Friday, June 01, 2007

The Mysteries of the Mind


Did anyone happen to see this fellow on 60 Minutes recently? He's a 27-year-old savant from England named Daniel Tammett. Daniel has a unique brain, capable of incredible memory feats to which the rest of us could never possibly aspire. As the 60 Minutes website puts it, "Daniel Tammet is unique among savants, because he is blessed with all of the spectacular ability of a savant, but with very little of the disability." He has Asperger's syndrome, but apparently unlike some with Asperger's he has the rare ability to describe and assess his own thinking.

As a remarkable demonstration of Daniel's capabilities, he was asked to memorize the longest version of PI in existence--which Daniel and his colleagues found on a supercomputer in Japan. This version of PI had 22,514 digits. Daniel studied them, absorbed them, then went to Oxford University, where a team of people sat waiting to record the event, and recited them from memory. It took him more than five hours, and, as Morley Safer pointed out on the show, "He didn't make one mistake."

Daniel is careful not to let himself be used as a sort of circus act for people who are curious about his abilities--but he did do one other incredible thing. He was challenged to learn Icelandic, which is considered one of the most difficult languages to learn (and close to what the Vikings spoke). The catch? He was to learn it in one week.

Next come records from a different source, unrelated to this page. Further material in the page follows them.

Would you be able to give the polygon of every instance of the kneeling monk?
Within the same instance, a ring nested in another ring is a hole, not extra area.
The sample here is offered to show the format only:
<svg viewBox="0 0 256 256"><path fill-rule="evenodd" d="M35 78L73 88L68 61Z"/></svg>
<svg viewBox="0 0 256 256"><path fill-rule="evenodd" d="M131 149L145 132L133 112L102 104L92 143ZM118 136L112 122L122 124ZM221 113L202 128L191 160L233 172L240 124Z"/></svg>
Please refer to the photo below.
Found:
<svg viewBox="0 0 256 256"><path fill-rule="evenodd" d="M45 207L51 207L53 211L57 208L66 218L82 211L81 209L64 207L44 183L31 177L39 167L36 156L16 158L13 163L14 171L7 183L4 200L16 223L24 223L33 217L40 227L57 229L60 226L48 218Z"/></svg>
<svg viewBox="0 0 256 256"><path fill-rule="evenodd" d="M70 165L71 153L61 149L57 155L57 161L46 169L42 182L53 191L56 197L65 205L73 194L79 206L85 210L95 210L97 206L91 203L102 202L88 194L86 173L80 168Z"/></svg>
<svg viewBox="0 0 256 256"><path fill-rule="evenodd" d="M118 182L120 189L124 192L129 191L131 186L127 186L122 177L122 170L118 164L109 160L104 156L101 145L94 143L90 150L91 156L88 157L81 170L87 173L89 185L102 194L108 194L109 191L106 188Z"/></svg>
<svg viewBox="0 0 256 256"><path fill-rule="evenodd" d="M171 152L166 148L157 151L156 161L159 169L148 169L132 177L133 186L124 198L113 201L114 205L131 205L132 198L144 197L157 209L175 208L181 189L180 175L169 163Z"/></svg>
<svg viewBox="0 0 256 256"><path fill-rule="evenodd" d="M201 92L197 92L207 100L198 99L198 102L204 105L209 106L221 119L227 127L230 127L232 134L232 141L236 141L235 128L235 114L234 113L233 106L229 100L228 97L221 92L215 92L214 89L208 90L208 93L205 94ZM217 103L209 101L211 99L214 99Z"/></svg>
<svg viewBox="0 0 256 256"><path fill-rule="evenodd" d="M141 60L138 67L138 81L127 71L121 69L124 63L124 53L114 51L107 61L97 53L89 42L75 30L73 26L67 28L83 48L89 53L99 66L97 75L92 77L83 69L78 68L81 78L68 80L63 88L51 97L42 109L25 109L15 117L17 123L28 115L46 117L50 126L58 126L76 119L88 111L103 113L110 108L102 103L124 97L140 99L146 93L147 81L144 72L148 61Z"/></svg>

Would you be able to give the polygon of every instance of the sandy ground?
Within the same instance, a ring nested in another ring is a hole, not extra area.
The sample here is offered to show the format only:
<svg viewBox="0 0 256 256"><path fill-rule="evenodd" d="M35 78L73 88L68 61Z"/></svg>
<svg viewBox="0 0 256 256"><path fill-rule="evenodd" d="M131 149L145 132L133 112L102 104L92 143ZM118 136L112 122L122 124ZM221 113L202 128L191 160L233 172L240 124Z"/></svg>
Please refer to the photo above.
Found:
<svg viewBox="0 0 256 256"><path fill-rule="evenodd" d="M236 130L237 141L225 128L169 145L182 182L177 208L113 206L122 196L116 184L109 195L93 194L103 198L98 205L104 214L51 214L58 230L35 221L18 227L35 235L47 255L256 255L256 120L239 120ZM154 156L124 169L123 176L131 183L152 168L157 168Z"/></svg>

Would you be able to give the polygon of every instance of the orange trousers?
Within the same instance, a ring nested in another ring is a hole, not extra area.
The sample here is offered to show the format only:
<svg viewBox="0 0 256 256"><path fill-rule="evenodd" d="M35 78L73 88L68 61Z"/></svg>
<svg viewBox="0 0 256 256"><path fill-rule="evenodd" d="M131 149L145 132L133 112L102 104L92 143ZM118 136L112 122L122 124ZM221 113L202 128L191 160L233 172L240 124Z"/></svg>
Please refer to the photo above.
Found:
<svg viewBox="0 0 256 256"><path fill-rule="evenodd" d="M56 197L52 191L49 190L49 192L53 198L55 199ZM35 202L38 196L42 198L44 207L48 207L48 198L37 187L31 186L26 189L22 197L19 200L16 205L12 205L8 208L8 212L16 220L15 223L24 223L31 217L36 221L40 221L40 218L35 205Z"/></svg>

Daniel went to Iceland and worked with tutors for a week, then went on an Icelandic talk show--and spoke about his experiences, in Icelandic.

For me, Daniel's story holds the utmost fascination because it suggests the deep potential of the human brain. Daniel said that when he memorizes numbers he sees not digits but "landscapes." What an amazing idea, and what does it suggest about the possibilities buried deep within the brain's tissue? This, for me, is one of the most fascinating mysteries of life.